Oral | Monday, 04 May, 17:20–17:30 (CEST)
 
Room 2.31
Development of an LLM-agent-based physics–AI hybrid Model for urban flood hazard prediction
Yoonnoh Lee1, Younghun Lee1, Minchang Kim2, and Sangchul Lee3
Yoonnoh Lee et al.
  • 1Korea University , Graduate school, Department of Environmental Science & Ecological Engineering, (yynyyn20@korea.ac.kr)
  • 2Korea University , Ojeong Resilience Institute
  • 3Korea University, Division of Environmental Science and Ecological Engineering, (slee2024@korea.ac.kr)

 Recent increases in urban flooding necessities the development of real-time autonomous prediction models to support forecasting and decision-making. Urban flooding is caused by the combined effects of multiple factors, such as the expansion of impervious surfaces and limitations in drainage pipe capacity. Due to this complexity, predicting urban flooding only with rainfall–runoff is insufficient. Physics–data-based hybrid approaches have been proposed to improve prediction reliability by compensating individual’s limitations.

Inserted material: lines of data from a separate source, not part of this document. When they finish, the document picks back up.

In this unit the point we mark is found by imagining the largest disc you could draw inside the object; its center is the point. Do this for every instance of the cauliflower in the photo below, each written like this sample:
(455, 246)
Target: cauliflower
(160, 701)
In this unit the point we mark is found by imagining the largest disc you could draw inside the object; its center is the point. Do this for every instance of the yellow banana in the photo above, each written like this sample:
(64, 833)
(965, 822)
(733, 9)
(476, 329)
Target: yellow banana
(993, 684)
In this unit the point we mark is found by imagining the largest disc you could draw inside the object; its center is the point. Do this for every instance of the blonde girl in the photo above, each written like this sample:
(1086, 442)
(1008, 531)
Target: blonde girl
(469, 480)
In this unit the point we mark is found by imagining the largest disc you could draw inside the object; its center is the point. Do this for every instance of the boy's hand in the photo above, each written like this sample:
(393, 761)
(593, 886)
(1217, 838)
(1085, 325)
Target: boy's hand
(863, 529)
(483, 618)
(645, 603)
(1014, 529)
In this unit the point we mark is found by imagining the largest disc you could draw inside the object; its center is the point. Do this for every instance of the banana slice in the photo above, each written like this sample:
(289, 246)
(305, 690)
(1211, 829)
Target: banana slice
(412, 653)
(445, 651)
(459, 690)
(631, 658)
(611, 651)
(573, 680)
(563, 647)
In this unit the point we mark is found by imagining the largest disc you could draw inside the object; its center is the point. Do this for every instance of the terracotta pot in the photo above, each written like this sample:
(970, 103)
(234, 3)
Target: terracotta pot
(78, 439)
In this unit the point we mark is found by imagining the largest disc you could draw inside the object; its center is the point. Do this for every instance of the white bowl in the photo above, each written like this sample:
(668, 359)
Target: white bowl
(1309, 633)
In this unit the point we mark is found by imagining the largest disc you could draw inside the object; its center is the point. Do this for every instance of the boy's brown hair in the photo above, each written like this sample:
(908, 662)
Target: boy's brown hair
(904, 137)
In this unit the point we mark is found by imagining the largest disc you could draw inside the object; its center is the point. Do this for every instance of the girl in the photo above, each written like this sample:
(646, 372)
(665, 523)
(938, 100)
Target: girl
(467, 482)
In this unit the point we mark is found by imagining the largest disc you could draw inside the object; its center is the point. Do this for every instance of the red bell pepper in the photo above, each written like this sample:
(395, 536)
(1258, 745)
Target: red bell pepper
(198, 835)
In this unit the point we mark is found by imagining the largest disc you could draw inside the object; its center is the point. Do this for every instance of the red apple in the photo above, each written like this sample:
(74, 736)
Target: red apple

However, hybrid models that require repetitive physics-based simulations face limitations in real-time applications due to high computational costs and long execution times. To overcome these limitations, this study applies an agent-based approach that integrates and coordinates the urban flood hazard estimation process within hybrid modeling frameworks. The proposed framework consists of three agents interconnected through a graph-based orchestration structure to form an iterative analytical workflow of execution, validation, and improvement. The first agent performs physics-based hydrological modeling to reproduce rainfall–runoff processes and the temporal response of urban drainage systems. It also automates model calibration, validation, and optimal model selection. The second agent spatially predicts flood susceptibility using machine learning models based on topography, land use, soil characteristics, drainage infrastructure, and historical flood data. The models applied in this process include random forest, extreme gradient boost, artificial neural networks, long short-term memory, and tabular data–oriented foundation models (TabPFN). The final agent integrates the results of the first two agents to conduct a hazard assessment that simultaneously reflects the probability of urban flooding and its potential intensity. The integrated flood hazard modeling framework enables automated, near-real-time prediction of urban flood hazards. It can serve as a foundational dataset for advancing future urban inundation forecasting and warning systems and decision-support frameworks.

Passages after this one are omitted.